Coltivare il rapporto con i clienti

In attesa che arrivino tempi migliori, c’è chi si impegna a coltivare il rapporto con i clienti. Come Tania Gentile, titolare di una società di bar catering per matrimoni in tutta Italia: «Non potevano venire da me» ricorda «e allora ho pensato che la scelta migliore fosse entrare nelle loro case». Per riuscirci, Tania ha progettato delle box – prenotabili online – con dentro tutto il necessario per cocktail o cene romantiche a domicilio. «La prima box l’ho venduta ad aprile. Conteneva un ricettario di drink, il distillato, l’attrezzatura per fare il cocktail, una profumazione per ambiente che ricordava la primavera e persino una pen drive con playlist da ascoltare durante l’aperitivo. Ho voluto creare un’esperienza, da vivere in sicurezza nel proprio salotto».

Dopo il successo durante il primo lockdown, l’obiettivo ora è il Natale. «Le box natalizie conterranno panettoni artigianali, rum, sigari e tanto altro.
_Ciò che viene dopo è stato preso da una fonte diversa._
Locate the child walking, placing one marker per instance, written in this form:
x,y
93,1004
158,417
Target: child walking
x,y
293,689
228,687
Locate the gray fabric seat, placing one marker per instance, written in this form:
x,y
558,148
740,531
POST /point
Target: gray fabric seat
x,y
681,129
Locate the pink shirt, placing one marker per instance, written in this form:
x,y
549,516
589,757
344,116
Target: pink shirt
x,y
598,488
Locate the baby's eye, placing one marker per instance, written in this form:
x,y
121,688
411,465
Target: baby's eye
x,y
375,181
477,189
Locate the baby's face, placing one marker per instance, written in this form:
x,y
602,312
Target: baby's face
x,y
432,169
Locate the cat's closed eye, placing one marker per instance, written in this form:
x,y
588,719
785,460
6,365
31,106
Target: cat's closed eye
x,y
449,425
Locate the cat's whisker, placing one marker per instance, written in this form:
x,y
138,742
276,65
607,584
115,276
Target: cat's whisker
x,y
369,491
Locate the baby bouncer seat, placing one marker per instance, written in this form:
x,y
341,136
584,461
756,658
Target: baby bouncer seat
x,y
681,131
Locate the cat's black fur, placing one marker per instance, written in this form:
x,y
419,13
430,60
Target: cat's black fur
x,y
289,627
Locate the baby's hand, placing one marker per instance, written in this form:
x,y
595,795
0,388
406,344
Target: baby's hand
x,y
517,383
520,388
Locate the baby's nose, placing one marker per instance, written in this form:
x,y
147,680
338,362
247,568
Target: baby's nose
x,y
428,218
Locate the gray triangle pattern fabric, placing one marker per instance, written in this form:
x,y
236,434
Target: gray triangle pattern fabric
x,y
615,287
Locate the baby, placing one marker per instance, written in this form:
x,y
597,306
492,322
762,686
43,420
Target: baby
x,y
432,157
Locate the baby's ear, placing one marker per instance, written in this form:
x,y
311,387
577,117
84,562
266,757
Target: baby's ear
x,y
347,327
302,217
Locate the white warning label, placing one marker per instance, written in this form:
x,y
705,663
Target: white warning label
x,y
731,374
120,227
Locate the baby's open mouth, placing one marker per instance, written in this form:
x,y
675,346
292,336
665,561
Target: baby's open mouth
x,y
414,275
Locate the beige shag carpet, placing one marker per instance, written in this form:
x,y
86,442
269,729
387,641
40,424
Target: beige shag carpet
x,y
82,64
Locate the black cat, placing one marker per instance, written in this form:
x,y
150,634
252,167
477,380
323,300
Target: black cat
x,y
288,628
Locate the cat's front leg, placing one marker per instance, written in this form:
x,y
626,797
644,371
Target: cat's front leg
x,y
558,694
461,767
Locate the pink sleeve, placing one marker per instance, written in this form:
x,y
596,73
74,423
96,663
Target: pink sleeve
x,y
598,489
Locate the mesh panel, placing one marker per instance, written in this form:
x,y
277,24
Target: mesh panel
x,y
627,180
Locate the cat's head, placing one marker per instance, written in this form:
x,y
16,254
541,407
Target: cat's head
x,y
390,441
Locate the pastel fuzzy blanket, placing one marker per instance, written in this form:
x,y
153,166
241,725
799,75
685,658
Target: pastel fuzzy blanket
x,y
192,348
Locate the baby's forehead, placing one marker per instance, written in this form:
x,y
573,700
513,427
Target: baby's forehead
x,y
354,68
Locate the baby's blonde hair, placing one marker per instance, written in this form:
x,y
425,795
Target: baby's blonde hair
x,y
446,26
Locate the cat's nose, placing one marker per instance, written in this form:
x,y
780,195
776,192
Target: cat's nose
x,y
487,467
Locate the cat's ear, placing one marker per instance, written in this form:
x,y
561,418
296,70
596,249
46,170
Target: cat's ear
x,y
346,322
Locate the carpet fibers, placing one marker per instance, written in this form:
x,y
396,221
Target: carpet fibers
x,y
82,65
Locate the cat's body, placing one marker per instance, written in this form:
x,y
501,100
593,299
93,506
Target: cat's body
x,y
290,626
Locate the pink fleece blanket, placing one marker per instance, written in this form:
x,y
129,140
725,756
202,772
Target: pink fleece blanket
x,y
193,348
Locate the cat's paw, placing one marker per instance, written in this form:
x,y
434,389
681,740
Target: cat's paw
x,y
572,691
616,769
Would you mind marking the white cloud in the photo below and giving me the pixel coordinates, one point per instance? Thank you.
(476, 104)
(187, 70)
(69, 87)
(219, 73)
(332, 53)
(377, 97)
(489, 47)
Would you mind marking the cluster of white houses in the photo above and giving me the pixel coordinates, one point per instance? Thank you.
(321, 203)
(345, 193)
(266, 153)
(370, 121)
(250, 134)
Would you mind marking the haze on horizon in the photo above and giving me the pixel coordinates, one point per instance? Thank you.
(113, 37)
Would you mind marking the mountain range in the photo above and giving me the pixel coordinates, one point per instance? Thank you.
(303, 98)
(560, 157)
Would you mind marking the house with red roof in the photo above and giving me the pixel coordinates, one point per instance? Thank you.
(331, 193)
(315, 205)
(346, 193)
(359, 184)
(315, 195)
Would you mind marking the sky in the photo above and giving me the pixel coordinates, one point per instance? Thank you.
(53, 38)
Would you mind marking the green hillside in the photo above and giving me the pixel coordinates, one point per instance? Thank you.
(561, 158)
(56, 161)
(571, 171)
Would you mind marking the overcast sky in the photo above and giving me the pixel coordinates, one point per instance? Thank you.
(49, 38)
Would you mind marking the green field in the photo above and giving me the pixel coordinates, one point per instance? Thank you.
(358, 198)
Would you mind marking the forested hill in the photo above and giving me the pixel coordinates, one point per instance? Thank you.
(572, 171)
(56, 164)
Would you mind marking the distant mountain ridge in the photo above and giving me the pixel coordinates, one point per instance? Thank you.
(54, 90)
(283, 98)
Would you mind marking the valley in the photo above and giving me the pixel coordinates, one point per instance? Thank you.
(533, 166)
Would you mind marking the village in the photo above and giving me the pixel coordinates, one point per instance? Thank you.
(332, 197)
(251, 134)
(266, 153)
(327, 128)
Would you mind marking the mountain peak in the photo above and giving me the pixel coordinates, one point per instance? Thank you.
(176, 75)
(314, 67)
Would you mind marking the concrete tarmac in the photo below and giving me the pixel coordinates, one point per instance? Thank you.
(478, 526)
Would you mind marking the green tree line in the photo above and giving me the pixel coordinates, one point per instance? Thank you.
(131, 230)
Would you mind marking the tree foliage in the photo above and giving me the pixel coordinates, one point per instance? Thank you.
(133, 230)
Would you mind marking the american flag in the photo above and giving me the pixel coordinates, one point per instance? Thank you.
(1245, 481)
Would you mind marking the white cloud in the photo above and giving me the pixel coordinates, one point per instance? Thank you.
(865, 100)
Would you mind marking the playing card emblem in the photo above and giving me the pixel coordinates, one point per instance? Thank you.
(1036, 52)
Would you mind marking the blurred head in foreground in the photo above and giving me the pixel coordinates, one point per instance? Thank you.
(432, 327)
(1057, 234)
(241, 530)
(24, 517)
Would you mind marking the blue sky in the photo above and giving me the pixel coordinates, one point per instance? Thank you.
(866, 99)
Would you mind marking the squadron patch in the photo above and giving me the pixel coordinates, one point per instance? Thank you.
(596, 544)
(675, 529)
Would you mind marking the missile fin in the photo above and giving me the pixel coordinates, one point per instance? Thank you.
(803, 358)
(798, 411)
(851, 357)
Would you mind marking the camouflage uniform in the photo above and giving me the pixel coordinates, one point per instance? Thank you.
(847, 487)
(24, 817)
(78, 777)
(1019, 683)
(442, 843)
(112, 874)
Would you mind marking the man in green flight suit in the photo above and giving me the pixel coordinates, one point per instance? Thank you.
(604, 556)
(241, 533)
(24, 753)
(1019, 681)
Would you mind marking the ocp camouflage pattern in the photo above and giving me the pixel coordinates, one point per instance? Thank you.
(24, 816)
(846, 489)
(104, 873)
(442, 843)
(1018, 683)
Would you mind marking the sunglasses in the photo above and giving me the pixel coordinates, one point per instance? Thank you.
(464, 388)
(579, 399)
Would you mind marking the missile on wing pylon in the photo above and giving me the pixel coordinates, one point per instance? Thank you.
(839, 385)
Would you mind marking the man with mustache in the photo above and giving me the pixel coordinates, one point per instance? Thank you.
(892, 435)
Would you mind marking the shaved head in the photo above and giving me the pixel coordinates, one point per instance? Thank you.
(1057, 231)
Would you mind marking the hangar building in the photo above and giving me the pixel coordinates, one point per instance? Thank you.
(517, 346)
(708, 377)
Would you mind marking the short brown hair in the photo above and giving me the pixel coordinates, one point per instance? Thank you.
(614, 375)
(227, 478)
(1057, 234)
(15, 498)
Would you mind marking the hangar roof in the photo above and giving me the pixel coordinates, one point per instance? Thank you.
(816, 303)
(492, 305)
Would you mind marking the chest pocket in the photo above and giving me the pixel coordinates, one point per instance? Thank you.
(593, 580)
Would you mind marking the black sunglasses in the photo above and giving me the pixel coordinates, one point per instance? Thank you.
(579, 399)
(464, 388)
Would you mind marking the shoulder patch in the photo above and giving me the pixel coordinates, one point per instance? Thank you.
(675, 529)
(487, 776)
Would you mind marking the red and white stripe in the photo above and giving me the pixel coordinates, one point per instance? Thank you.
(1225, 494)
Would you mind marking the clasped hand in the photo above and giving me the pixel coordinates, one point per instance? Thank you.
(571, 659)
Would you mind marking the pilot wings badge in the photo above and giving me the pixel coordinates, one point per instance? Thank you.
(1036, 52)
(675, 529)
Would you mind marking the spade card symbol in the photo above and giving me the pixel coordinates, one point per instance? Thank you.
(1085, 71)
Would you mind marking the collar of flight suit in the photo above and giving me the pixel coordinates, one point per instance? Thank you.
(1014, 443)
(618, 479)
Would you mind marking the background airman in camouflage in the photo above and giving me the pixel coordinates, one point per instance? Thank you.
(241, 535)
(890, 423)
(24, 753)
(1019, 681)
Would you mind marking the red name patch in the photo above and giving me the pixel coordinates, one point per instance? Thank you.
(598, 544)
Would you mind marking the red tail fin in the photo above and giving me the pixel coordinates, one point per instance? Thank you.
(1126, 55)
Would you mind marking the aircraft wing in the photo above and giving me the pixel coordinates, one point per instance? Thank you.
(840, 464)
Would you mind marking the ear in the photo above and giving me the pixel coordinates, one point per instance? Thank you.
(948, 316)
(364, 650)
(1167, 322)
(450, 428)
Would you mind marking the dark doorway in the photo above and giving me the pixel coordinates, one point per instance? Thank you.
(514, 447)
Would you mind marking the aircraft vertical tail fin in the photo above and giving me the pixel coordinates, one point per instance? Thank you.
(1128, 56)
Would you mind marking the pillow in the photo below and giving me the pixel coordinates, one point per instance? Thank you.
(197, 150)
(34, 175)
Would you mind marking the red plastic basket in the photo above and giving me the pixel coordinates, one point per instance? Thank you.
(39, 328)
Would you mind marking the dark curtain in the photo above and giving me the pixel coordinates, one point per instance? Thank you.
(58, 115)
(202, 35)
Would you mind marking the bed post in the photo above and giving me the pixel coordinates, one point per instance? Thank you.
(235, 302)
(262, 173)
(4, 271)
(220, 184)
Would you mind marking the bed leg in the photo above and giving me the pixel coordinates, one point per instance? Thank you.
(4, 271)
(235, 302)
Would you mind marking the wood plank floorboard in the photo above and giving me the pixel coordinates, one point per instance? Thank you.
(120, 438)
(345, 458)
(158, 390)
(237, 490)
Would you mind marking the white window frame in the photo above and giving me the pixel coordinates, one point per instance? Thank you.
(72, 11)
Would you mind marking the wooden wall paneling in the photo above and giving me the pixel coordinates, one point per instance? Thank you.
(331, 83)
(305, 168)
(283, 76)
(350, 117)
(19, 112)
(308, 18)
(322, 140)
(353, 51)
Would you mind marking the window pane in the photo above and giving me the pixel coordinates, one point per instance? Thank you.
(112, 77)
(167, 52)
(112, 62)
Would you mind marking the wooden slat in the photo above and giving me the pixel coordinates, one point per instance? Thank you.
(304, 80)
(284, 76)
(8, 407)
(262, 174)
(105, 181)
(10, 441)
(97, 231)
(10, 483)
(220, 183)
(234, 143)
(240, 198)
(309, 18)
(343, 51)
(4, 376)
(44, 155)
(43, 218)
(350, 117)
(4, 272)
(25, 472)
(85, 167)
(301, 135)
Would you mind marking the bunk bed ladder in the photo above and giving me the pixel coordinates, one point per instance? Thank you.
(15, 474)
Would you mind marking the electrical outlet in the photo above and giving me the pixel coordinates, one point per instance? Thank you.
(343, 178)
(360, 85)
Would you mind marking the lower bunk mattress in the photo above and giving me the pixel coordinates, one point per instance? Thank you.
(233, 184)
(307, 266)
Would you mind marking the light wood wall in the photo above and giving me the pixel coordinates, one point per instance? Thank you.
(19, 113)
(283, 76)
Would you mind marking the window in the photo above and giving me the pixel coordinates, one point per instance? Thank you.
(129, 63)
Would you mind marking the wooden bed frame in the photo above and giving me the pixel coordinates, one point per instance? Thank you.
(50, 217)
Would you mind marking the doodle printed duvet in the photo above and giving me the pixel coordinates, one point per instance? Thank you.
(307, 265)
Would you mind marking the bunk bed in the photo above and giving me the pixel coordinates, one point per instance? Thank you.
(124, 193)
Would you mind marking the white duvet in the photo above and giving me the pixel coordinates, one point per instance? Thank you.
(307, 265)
Oggi sono in grado di arricchire il prodotto con molti accessori, grazie al progetto What Women Do, una partnership creata con altre imprenditrici, tutte donne, che producono ad esempio borse o cravatte, da inserire come gadget nelle scatole. Le donne sanno davvero come cavarsela in ogni situazione. E questo è il momento di unirsi».